On my flight back from Detroit I sat two rows behind a mama and her two kids, probably the same age as my girls. I was kid free, reading a book, and drinking a glass of wine. She was struggling. People in my row and others near by were not having it. The rolling of the eyes, the huffing and puffing and the judgement just beneath the surface, it could have filled even the most confident woman into a tail spin. I have been there, I know.  

When people see a child feeling and acting out in socially innapproriate ways, often their immediate thought or response is, "get that kid under control." There is an expectation that she must learn to control them. There is implication that if children are not acting right, their mother must not be doing her job. Strangely our society looks down upon a woman who ties her identity and worth to her children, and yet society shameless lets us know that our identity and worth are deeply rooted in her children when they act in a way that is displeasing to them. It is a double standard and it starts me blank in the face, every time I leave our apartment. 

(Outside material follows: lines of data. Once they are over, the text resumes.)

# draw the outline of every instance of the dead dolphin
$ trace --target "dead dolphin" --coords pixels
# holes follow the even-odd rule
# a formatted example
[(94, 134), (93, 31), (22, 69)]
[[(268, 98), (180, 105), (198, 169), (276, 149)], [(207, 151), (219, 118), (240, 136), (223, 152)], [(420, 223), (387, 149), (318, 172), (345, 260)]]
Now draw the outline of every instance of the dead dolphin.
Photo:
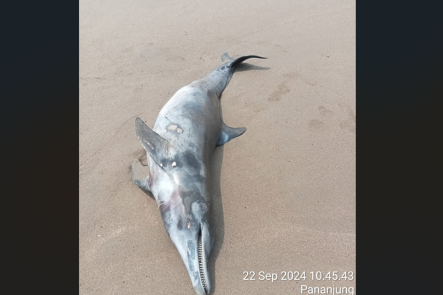
[(228, 60), (202, 79), (179, 90), (160, 111), (150, 129), (136, 119), (136, 133), (146, 150), (147, 166), (138, 159), (132, 164), (132, 180), (151, 191), (163, 225), (175, 245), (194, 289), (210, 292), (207, 267), (214, 243), (208, 189), (209, 165), (214, 149), (241, 135), (246, 128), (226, 126), (220, 117), (219, 97), (234, 68), (250, 58)]

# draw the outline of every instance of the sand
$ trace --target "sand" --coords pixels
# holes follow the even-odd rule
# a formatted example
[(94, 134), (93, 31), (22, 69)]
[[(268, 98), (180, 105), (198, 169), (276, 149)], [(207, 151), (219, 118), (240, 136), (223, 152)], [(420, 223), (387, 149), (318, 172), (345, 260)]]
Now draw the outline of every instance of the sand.
[[(225, 122), (248, 129), (215, 151), (214, 294), (355, 287), (355, 2), (80, 0), (80, 294), (195, 294), (131, 180), (146, 157), (134, 122), (152, 126), (225, 52), (269, 59), (248, 61), (222, 98)], [(354, 279), (309, 274), (334, 271)]]

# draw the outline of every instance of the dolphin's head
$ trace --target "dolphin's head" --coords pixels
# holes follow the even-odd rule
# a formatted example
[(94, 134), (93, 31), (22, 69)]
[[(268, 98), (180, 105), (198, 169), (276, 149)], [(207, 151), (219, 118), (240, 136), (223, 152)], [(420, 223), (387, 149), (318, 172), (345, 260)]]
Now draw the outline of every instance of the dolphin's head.
[(211, 290), (208, 258), (214, 234), (206, 191), (198, 185), (204, 182), (197, 181), (190, 169), (174, 167), (157, 171), (152, 185), (165, 229), (183, 259), (194, 289), (199, 295), (208, 294)]
[(211, 287), (208, 258), (214, 235), (209, 204), (195, 195), (195, 192), (175, 191), (172, 204), (162, 204), (159, 209), (166, 231), (185, 263), (195, 292), (205, 295)]

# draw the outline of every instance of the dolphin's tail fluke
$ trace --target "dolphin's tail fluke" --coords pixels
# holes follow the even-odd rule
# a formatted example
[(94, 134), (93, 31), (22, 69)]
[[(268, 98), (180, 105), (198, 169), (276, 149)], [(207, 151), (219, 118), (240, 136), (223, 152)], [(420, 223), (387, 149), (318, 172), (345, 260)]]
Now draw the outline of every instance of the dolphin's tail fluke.
[(241, 64), (242, 62), (244, 61), (246, 59), (251, 59), (251, 58), (255, 58), (255, 59), (267, 59), (267, 57), (259, 57), (257, 55), (246, 55), (244, 57), (239, 57), (237, 59), (235, 59), (234, 61), (233, 61), (230, 64), (229, 64), (229, 67), (232, 69), (233, 69), (234, 68), (235, 68), (235, 66), (238, 66), (239, 64)]

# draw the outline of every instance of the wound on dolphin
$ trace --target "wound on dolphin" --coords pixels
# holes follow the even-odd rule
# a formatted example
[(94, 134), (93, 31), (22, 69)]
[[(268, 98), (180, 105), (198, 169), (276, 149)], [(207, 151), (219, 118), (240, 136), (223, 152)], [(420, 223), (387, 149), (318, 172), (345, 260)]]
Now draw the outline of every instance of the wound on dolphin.
[(136, 119), (136, 133), (146, 151), (147, 165), (140, 169), (142, 164), (134, 160), (133, 182), (154, 196), (165, 229), (199, 295), (209, 294), (212, 287), (208, 269), (214, 245), (208, 178), (210, 159), (217, 146), (246, 130), (223, 122), (219, 98), (235, 66), (250, 58), (266, 57), (233, 59), (224, 54), (226, 62), (172, 95), (152, 129)]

In the early years when I really sturggled with Octave I had family and strangers, (thankfully never friends) reminding me that I was the one running the show, and that I could and should in fact control her behavior. I sweetly smiled to their face, and then cried myself to sleep thinking, you don't know my daughter. At the time I knew something was off but I was deep in the struggle without perspective or with the confidence of seeing the beauty and reward of a new paradigm. Octave was relentless and unlike the rest because she knew I was dedicated to finding truth and wanting to do things a little differently (culturally speaking.)

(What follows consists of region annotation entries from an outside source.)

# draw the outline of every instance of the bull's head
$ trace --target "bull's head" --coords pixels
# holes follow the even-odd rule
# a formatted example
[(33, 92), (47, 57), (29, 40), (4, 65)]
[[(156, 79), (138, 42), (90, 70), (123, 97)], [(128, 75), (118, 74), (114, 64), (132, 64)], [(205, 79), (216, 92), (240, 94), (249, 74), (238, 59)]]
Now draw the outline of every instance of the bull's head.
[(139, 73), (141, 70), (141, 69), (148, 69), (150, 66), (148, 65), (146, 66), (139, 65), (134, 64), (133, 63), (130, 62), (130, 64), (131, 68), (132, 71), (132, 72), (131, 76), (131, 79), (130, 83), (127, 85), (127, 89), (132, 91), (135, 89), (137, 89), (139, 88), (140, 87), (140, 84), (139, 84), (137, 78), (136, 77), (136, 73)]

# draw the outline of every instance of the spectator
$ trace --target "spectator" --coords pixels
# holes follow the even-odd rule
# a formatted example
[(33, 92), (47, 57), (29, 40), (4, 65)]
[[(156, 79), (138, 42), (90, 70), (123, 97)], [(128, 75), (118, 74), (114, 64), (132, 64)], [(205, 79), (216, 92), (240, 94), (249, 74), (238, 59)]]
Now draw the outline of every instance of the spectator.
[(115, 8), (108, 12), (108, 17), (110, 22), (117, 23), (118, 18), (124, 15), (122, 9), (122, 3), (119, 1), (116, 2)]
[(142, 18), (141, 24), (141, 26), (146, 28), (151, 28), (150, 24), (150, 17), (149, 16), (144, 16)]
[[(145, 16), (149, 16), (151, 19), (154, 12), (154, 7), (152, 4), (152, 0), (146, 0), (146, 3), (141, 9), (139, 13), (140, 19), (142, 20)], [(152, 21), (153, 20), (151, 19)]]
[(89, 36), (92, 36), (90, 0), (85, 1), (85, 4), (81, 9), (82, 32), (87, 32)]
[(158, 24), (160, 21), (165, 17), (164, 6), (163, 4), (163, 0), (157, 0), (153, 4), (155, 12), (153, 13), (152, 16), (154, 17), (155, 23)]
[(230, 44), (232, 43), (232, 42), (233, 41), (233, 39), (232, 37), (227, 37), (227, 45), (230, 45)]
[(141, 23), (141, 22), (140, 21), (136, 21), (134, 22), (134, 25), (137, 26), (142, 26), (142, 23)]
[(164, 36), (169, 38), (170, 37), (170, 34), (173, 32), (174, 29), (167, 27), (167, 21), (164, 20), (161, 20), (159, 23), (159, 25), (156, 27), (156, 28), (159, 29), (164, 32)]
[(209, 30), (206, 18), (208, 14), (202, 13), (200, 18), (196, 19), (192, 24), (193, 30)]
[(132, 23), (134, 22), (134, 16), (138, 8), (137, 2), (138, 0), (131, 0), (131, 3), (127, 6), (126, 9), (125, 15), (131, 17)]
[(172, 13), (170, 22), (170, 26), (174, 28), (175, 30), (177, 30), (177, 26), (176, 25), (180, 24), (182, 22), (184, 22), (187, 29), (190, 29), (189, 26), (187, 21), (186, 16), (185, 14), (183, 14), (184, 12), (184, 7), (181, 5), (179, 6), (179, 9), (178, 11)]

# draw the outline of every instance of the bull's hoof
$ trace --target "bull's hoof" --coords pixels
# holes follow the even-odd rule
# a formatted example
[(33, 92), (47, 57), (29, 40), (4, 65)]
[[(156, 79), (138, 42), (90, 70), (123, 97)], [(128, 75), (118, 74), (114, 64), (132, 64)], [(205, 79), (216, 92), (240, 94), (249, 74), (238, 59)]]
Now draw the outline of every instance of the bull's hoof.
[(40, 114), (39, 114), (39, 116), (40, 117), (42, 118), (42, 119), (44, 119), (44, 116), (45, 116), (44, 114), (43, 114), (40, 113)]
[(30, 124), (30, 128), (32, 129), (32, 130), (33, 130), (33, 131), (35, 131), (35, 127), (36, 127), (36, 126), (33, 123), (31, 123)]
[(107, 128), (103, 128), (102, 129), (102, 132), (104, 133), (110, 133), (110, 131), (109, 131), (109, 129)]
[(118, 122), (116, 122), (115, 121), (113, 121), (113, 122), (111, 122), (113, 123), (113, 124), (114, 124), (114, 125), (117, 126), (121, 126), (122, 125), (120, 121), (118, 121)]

Unless you are willing to beat your children into submission, I don't understand how it is possible to think your can force your kid to act or be a certain way. I don't think this mindset is even healthy or accurate. The language feels all wrong, because I actually don't believe I can control my children.  I believe that I can tirelessly teach them and help shape their hearts, and empower them with choices, and teach them the reality of consequence. That is all. I cannot MAKE them do or be anything they don't want to be, unless fear tactics are used, but I don't want my children to do what I what them to do because they fear me, I want them to make good choices because they know discernment and they know it is the right thing. This is humbling because this takes time. It takes practice and reputation and wondering if any of this real talk is ever going to be played out in real life. 

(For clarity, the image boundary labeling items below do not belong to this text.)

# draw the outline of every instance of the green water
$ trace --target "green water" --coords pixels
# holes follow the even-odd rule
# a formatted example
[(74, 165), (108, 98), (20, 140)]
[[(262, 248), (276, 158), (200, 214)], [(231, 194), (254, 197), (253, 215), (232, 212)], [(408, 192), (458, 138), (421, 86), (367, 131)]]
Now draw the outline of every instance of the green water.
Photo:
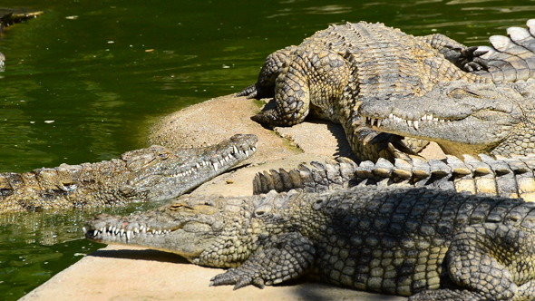
[[(4, 0), (44, 10), (0, 41), (0, 171), (117, 157), (159, 116), (238, 92), (272, 51), (329, 24), (384, 22), (468, 44), (535, 17), (533, 1)], [(224, 112), (221, 112), (224, 114)], [(102, 246), (92, 212), (0, 218), (0, 299), (15, 300)]]

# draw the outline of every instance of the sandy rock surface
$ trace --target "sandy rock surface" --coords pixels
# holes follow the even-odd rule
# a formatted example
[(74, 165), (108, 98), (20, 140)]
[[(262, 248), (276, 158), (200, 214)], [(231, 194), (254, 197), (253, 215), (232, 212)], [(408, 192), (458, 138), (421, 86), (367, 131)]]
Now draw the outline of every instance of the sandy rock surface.
[[(258, 151), (242, 164), (245, 168), (221, 175), (193, 192), (205, 195), (251, 195), (251, 180), (258, 171), (351, 155), (338, 125), (314, 121), (269, 131), (249, 119), (259, 110), (256, 101), (232, 96), (216, 98), (162, 118), (152, 129), (149, 142), (193, 147), (216, 143), (235, 133), (258, 135)], [(209, 279), (221, 272), (194, 266), (170, 253), (109, 246), (54, 276), (21, 300), (406, 299), (306, 280), (265, 289), (209, 287)]]

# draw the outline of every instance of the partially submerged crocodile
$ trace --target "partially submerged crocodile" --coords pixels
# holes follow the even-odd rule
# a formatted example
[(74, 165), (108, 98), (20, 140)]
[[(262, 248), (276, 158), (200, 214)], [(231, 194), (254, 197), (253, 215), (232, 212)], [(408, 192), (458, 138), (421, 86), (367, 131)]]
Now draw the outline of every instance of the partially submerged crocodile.
[[(511, 39), (526, 44), (535, 40), (525, 29), (509, 32)], [(503, 44), (502, 39), (491, 41)], [(531, 77), (533, 48), (520, 52), (509, 44), (491, 51), (469, 48), (442, 34), (413, 36), (382, 24), (332, 25), (268, 56), (258, 83), (237, 95), (275, 96), (275, 109), (253, 117), (262, 124), (289, 126), (311, 112), (340, 123), (359, 159), (392, 159), (391, 145), (410, 150), (398, 136), (369, 129), (358, 113), (361, 103), (425, 101), (436, 84), (455, 80), (494, 83)]]
[(204, 148), (151, 146), (97, 163), (0, 173), (0, 213), (175, 198), (248, 158), (257, 141), (239, 134)]
[(535, 297), (535, 204), (520, 199), (394, 187), (187, 196), (138, 215), (101, 215), (85, 236), (230, 267), (211, 286), (262, 287), (311, 274), (416, 294), (411, 300)]

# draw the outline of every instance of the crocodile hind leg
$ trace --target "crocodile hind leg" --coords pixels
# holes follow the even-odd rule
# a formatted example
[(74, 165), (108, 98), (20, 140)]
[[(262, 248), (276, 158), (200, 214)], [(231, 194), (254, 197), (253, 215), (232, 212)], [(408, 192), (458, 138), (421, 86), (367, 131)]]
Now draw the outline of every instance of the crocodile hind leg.
[(284, 70), (285, 64), (288, 62), (289, 56), (296, 49), (296, 46), (288, 46), (268, 55), (258, 80), (256, 83), (245, 88), (236, 96), (246, 96), (247, 98), (268, 98), (275, 94), (275, 81)]
[(291, 232), (268, 238), (243, 265), (217, 275), (210, 286), (234, 285), (234, 289), (253, 285), (264, 287), (304, 275), (314, 261), (314, 246), (301, 234)]
[[(498, 223), (469, 226), (456, 235), (445, 257), (450, 279), (465, 290), (443, 289), (444, 297), (438, 299), (533, 300), (534, 260), (534, 233)], [(423, 292), (411, 300), (437, 296)]]

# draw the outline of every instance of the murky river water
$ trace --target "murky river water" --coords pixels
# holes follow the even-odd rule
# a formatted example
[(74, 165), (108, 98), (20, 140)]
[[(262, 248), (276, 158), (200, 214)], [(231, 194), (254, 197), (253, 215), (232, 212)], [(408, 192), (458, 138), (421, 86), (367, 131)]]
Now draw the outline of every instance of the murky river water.
[[(256, 81), (272, 51), (329, 24), (384, 22), (467, 44), (535, 17), (533, 1), (4, 0), (44, 10), (0, 41), (0, 171), (117, 157), (159, 116)], [(224, 112), (222, 112), (224, 113)], [(130, 210), (135, 209), (129, 209)], [(128, 210), (128, 209), (122, 209)], [(102, 247), (92, 212), (0, 217), (0, 299), (15, 300)]]

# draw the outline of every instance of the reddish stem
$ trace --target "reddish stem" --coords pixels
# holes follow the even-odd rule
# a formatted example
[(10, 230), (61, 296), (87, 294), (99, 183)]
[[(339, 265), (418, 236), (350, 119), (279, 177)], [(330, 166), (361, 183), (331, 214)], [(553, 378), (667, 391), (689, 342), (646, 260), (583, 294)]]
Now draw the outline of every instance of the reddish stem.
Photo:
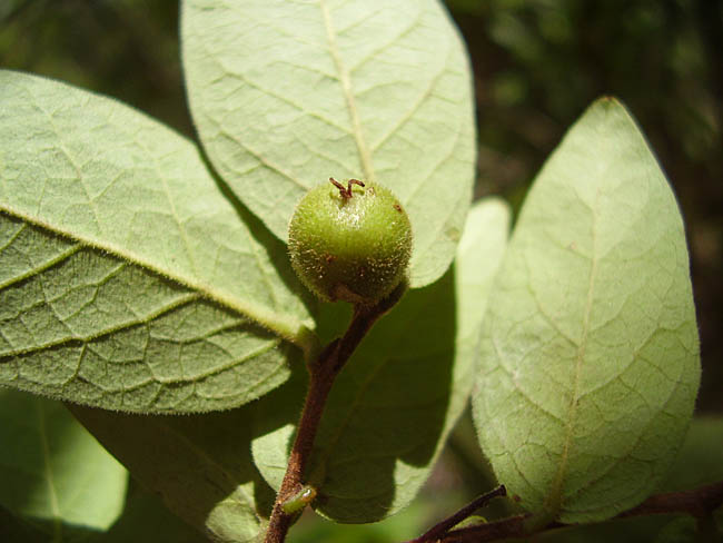
[(340, 339), (335, 339), (308, 365), (309, 388), (306, 393), (304, 409), (296, 431), (294, 445), (289, 454), (286, 474), (276, 496), (265, 543), (283, 543), (297, 514), (284, 511), (284, 503), (297, 494), (304, 485), (304, 474), (311, 456), (324, 407), (331, 385), (344, 364), (349, 359), (374, 323), (387, 313), (402, 297), (406, 285), (400, 285), (376, 306), (357, 306), (348, 329)]

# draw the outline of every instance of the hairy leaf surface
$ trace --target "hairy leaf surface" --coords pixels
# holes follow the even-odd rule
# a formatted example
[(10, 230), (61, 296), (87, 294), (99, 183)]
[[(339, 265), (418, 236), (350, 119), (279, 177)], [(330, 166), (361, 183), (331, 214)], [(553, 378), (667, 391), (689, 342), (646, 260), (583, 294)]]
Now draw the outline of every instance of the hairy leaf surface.
[(274, 234), (329, 176), (376, 180), (409, 214), (412, 285), (444, 274), (475, 136), (466, 55), (437, 0), (187, 0), (182, 37), (209, 158)]
[(0, 505), (52, 541), (65, 526), (107, 530), (122, 511), (128, 472), (62, 404), (0, 388)]
[(600, 521), (656, 488), (693, 412), (697, 327), (675, 197), (617, 101), (535, 180), (483, 328), (479, 442), (523, 506)]
[(0, 384), (123, 411), (239, 405), (308, 346), (297, 288), (190, 142), (0, 71)]
[(214, 541), (256, 541), (274, 493), (251, 462), (250, 406), (189, 416), (69, 408), (186, 522)]
[[(406, 506), (426, 481), (472, 388), (482, 315), (507, 227), (499, 200), (473, 207), (453, 269), (408, 292), (339, 374), (308, 481), (325, 516), (377, 521)], [(340, 333), (345, 319), (328, 319)], [(277, 488), (304, 397), (305, 376), (296, 377), (263, 398), (258, 411), (254, 461)]]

The only thing I can control are my reactions to their behavior, and interestingly enough it is my reactions that have slowly started to shape their behavior and hearts.  It goes round and round like this, until eventually I am not controlling them, but rather inspiring them to be good, respectful humans in this world, for themselves and others. I don't have too many "if only's," in my life, but I often feel that if I had just quieted the chatter and listened to my gut, I would have skipped over so much heartache with Octave in her first few years. I lost my cool, was the mom I never thought I would be, and felt lost more than I felt found, but maybe we were both pushing every boundary and stretching every shape, before eventually giving it all up and making our own way, together. There is something so profound about a firstborn, I get it now, maybe in my own way. Octave has felt and seen my rupture, rebirth and homecoming. The girl does not miss a beat, and I do not spare details. I can't think of anything as vulnerable, and for something who naturally wears her heart on her sleeve, the depths are immeasurable. No one has seen me at my worst and no one has seen me at my best, in quite the way she has. And we did it together. We've shaped each other in ways I never knew were possible. I mean, she is only five, and I, just thirty one. We have only just begun. Controlling her would have been far too easy. It would have brushed over all this aching beauty, all this internal work to be humbled and remembered by. The reward of steadfast patience and commitment to encouraging choice and allowing free will, is so incredibly worth the wait.